The alliance, with almost one million people employed by its respective members, represents over 150 operators in the gambling and lottery sector in Europe, which together contributes more than €35bn yearly to good causes and state budgets.

With over 350,000 independent points of sale for lotteries and around 900 casinos across whole Europe, the alliance said its operators offer a wide variety of safe, well-regulated and controlled games and channel the players to this legal and nationally licensed supply of games.

It called upon everyone to support its members to enable this significant contribution to the benefit of society to continue.

The Digital Services Act package foresees a notice-and-action mechanism that will enable all alliance users to notify online intermediaries about potentially illegal online content or activities and to help the latter to react quickly and be more transparent regarding the actions taken.

The alliance sees this as an important improvement in the fight against illegal online gambling offerings and it looks forward to the enforcement and implementation of these measures by the involved stakeholders to protect the interests of all EU citizens.

Illegal gambling operators offer their services online to players located in multiple EU member states without having obtained any license in such national markets.

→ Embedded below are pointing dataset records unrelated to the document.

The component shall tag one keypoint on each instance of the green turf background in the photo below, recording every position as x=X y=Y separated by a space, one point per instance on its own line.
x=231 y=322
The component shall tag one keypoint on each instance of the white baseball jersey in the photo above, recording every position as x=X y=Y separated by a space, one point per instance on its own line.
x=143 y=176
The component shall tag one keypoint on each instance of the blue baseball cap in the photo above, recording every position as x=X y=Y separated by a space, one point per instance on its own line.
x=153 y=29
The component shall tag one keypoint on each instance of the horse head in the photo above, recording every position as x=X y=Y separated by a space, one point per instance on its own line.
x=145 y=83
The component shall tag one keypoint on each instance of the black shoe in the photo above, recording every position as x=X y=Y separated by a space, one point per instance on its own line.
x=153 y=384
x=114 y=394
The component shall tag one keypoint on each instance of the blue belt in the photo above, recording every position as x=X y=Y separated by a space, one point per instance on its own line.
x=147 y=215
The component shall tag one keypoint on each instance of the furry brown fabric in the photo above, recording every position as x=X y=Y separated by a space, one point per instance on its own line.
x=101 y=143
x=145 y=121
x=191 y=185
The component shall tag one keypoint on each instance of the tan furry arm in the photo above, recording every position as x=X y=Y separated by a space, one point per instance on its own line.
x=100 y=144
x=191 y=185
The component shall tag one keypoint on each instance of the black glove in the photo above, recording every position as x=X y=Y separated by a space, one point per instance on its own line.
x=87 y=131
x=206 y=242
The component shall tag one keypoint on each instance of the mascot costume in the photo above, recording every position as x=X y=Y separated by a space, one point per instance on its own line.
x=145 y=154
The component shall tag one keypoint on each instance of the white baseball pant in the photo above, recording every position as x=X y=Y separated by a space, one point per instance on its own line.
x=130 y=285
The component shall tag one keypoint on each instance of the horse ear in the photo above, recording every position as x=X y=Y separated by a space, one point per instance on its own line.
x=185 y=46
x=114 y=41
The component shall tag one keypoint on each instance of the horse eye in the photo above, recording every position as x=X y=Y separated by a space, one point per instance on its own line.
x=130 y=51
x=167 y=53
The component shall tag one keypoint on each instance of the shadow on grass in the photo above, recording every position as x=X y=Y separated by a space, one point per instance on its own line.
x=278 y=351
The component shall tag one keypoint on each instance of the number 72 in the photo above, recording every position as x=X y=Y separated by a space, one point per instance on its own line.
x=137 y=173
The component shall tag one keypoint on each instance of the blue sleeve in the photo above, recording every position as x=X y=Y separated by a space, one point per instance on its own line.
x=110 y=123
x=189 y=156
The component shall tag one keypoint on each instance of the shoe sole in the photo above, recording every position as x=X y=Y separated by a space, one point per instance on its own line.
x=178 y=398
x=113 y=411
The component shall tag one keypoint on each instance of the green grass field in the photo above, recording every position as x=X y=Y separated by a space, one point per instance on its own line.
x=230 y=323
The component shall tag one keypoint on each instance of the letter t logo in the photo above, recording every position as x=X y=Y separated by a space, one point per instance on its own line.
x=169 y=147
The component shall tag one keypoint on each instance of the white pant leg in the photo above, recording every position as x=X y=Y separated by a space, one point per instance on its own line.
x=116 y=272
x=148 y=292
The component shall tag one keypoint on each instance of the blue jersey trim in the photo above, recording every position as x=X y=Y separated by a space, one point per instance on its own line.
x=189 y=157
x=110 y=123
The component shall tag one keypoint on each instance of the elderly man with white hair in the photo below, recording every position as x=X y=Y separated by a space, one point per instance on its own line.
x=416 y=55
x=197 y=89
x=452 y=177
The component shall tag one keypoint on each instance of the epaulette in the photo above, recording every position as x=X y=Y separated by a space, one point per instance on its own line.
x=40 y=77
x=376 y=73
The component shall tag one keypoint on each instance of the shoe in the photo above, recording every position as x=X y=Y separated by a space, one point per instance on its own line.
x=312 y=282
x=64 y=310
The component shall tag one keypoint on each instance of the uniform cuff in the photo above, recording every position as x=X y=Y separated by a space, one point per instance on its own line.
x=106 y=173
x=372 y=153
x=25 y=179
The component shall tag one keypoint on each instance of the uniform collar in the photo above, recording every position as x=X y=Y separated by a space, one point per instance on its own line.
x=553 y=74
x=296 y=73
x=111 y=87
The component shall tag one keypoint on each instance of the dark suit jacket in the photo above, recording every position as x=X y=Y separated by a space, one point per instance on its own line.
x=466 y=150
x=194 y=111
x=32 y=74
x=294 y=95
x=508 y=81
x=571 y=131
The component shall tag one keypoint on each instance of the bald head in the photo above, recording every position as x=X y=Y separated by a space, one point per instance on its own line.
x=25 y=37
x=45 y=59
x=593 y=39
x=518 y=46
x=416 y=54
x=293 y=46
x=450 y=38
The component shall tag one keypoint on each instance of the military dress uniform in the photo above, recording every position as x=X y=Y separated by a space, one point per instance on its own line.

The alliance noted that these practices are illegal and detrimental for consumers and state budgets, as there is no mutual recognition of national licenses in the gambling sector within the EU and no sector-specific EU legislation in that field is needed.

The three associations stated that illegal (not licensed in the country of offer) gambling operators:

  • Do not respect the laws and regulations set up by the national regulators of the EU Member States where they provide their services
  • Make it practically impossible to protect consumers and especially a vulnerable population from the risks of overconsumption
  • Can enhance the emergence of social problems and crime and constitute a major problem in the fight against money laundering
  • Often do not pay taxes in the national markets where their players are located and do not contribute to any public good or specific charities
  • Represent an unfair and unequal competition to the nationally licensed and authorised gambling operators, threatening their legal business models and the substantial sustainable economic and social contribution they provide to EU member states.